Speciale Per Senza Bavaglio
Maria Tiziana Lemme
Roma, 15 giugno 2018
L’Ordine non lo sa, i giornali neppure, lo Stato sì, ma non lo dice. Esiste uno e un solo modo per evitare il sequestro, nel corso dell’operazione, di documenti e materiali di chi esercita la professione di giornalista.
Per non consegnare i documenti all’autorità che esegue l’ordine, si deve scrivere su un foglio: “Si dichiara di materiale segreto inerente al segreto professionale”. Questo foglio anzi, questi fogli scritti devono essere apposti sopra, chessò, la rubrica, il notes, il computer, il telefono, il faldone dei documenti, i fogli volanti con gli appunti, pennette usb etc. Si deve scrivere: non si deve dire. La voce non serve. Vale esclusivamente la forma scritta.
Questa tutela per la nostra professione rimanda agli artt. 200 e 256 del Codice di Procedura Penale che tutelano il primo il segreto professionale, ossia per noi le fonti, e il 256 il “Dovere di esibizione e segreti”. In questo articolo 256 cpp si parla espressamente di “dichiarazione”. Per ‘dichiarazione’ si intende la forma scritta.
Davanti al foglio scritto con quella formula, insomma, l’autorità giudiziaria non può procedere al sequestro. Segue una procedura di accertamento che dura sessanta giorni ma nel frattempo i materiali (cartacei e informatici) non dovranno essere consegnati. Questa regola vale per tutte le professioni ritenute “sensibili”: giornalistica, medica, legale, notarile, ostetricia e anche per i preti.

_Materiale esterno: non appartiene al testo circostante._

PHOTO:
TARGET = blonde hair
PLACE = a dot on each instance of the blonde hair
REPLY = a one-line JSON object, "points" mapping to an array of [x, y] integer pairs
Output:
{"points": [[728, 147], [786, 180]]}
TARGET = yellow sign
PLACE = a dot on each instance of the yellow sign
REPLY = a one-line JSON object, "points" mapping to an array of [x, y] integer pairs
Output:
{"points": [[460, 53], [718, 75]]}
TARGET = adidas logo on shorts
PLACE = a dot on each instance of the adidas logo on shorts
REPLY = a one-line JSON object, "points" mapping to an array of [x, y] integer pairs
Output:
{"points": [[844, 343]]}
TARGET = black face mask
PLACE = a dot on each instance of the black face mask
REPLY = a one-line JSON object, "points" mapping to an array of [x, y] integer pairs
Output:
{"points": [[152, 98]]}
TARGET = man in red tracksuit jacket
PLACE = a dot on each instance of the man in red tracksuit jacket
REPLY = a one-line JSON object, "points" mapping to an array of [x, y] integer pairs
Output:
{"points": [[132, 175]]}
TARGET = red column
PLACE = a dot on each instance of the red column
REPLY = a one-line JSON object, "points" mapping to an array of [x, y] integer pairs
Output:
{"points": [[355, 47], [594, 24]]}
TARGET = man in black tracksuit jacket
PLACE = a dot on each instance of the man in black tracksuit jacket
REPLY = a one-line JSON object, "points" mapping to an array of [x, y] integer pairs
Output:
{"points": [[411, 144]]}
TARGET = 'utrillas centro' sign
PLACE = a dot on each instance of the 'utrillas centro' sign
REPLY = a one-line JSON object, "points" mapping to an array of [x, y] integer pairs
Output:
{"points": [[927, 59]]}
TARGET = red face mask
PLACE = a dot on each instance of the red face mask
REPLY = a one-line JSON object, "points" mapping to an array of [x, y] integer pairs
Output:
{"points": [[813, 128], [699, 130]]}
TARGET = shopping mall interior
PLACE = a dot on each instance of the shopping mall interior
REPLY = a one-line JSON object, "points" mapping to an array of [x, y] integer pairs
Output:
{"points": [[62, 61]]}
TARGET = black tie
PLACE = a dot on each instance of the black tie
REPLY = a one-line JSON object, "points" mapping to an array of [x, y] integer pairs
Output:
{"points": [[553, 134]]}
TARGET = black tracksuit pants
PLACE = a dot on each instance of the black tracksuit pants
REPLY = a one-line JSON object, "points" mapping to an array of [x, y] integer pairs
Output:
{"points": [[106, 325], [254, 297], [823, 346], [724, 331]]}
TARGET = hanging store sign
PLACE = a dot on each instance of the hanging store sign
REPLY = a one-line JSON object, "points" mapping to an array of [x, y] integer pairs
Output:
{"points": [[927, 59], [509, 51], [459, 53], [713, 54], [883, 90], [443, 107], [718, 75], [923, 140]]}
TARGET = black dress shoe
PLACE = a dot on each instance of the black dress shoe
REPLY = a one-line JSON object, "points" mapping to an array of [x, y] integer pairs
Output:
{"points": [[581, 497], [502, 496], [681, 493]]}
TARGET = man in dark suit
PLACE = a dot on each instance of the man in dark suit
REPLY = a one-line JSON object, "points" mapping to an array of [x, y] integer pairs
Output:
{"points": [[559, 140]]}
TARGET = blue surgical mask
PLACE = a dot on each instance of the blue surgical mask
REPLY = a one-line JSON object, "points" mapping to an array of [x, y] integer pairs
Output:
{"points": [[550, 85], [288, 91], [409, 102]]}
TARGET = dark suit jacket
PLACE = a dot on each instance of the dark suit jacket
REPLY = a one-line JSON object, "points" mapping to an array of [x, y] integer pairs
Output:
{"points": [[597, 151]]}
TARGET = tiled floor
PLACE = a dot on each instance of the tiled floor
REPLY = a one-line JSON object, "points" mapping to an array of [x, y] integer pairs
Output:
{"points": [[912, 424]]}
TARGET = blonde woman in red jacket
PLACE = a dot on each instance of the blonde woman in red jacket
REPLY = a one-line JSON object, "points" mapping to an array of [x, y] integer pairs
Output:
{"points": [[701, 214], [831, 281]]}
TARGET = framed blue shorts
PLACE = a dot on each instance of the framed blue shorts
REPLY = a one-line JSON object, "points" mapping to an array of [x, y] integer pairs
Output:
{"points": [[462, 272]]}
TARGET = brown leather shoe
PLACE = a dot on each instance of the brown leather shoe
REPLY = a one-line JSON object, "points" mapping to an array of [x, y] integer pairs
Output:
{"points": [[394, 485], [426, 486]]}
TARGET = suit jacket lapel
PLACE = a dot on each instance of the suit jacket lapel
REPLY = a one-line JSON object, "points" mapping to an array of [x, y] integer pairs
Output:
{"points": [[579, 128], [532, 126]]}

L’autorità giudiziaria non è tenuta a informare di questa possibilità di tutela il soggetto contro cui si effettua il sequestro dei materiali: non è previsto dalla legge.
Rimando a altro momento la riflessione sul potere della parola scritta a mano contro l’autorità; sul colpevole silenzio dell’autorità per la tutela dei nostri diritti, attuando di fatto disinformazione, un sopruso. La non previsione per legge dell’obbligo di avvertirci su quali azioni compiere per evitare la consegna di materiali (per esempio nel caso di arresto si avverte che si può chiamare un legale) è un chiaro segno per attuare controllo contando sulla ignoranza che noi abbiamo anzi, avevamo sulla prassi. Occorre sapere come agire, dunque: la legge scrive tra le righe, a buon intenditore. Bene, adesso lo sappiamo. Organizziamoci al meglio.